Summary of therapeutic genome editing delivery methods (as of 2020)
RNP delivery advantages for in vivo editing
- Minimized off-target editing (due to limited lifetime of RNPs)
- Reduced immunogenic effects by viral vectors or mRNA
- Viral vectors can elicit immune responses, like neutralizing antibodies and T-cell responses
- mRNA activates innate immune sensors, like TLR7/8
- RNPs are protein-based so don’t have nucleic acid patterns recognized by immune sensors (evolved to detect viral/bacterial genetic material)

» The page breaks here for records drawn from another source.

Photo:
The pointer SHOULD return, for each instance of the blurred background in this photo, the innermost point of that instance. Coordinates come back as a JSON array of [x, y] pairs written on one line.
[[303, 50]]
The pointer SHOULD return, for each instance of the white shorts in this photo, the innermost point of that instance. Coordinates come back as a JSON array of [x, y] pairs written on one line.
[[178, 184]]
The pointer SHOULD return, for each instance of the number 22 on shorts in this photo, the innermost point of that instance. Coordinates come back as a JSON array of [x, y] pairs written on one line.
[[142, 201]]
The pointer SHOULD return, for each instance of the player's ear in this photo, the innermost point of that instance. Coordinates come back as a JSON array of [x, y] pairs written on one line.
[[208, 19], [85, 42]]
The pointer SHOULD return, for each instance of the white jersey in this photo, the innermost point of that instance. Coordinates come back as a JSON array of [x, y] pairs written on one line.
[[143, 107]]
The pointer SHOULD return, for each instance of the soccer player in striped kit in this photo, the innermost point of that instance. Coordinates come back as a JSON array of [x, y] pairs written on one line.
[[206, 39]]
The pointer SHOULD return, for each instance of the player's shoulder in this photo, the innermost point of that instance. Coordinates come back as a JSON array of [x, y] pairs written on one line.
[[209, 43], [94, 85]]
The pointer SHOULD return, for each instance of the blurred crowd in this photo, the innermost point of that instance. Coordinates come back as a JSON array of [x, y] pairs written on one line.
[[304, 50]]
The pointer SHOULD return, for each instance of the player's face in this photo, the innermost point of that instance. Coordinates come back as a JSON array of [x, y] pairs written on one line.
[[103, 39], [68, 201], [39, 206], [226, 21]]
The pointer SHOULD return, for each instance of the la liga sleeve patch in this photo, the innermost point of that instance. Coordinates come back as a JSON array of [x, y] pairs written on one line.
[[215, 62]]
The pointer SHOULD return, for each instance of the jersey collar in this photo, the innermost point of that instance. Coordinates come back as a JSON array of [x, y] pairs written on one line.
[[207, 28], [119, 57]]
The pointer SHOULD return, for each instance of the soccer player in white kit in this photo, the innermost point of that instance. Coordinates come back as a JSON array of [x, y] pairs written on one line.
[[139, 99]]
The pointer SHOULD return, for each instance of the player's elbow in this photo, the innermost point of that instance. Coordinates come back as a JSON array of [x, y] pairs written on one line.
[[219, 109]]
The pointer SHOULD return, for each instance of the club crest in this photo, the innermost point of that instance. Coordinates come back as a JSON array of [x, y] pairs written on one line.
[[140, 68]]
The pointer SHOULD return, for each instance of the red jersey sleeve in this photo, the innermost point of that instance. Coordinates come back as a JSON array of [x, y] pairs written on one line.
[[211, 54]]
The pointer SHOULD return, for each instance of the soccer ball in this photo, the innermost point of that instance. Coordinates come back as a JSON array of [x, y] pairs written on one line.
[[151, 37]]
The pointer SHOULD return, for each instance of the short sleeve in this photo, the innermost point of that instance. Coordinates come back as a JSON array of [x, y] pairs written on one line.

- Swift editing w/o transcription or translation processes (RNPs are pre-assembled and ready to function, faster editing kinetics)
- No genome integration issues by viral vectors
GeoCas9: a compact, thermostable protein
- Most commonly used form of Cas9: SpyCas9
- GeoCas9 (Harrington, LB et al., Nat Comm 2017)
- Pro: thermal (high temp) resistant, smaller, more stable (at higher temp)
- DLS shows GeoCas9 with fewer aggregates vs. SpyCas9 at physiological temp (37C)
- DLS shows GeoCas9 with fewer aggregates vs. SpyCas9 at physiological temp (37C)
- Con: but GeoCas9 very crappy at editing compared to SpyCas9
- SpyCas9 edits NPCs at >70%, measured using TdTomato Ai9 mice, whereas GeoCas9 edits NPCs at <0.1%)
- Pro: thermal (high temp) resistant, smaller, more stable (at higher temp)
Key Question 1
Can we engineer GeoCas9 to be an efficient and stable gene editor by improving its editing activity while maintaining its thermal stability?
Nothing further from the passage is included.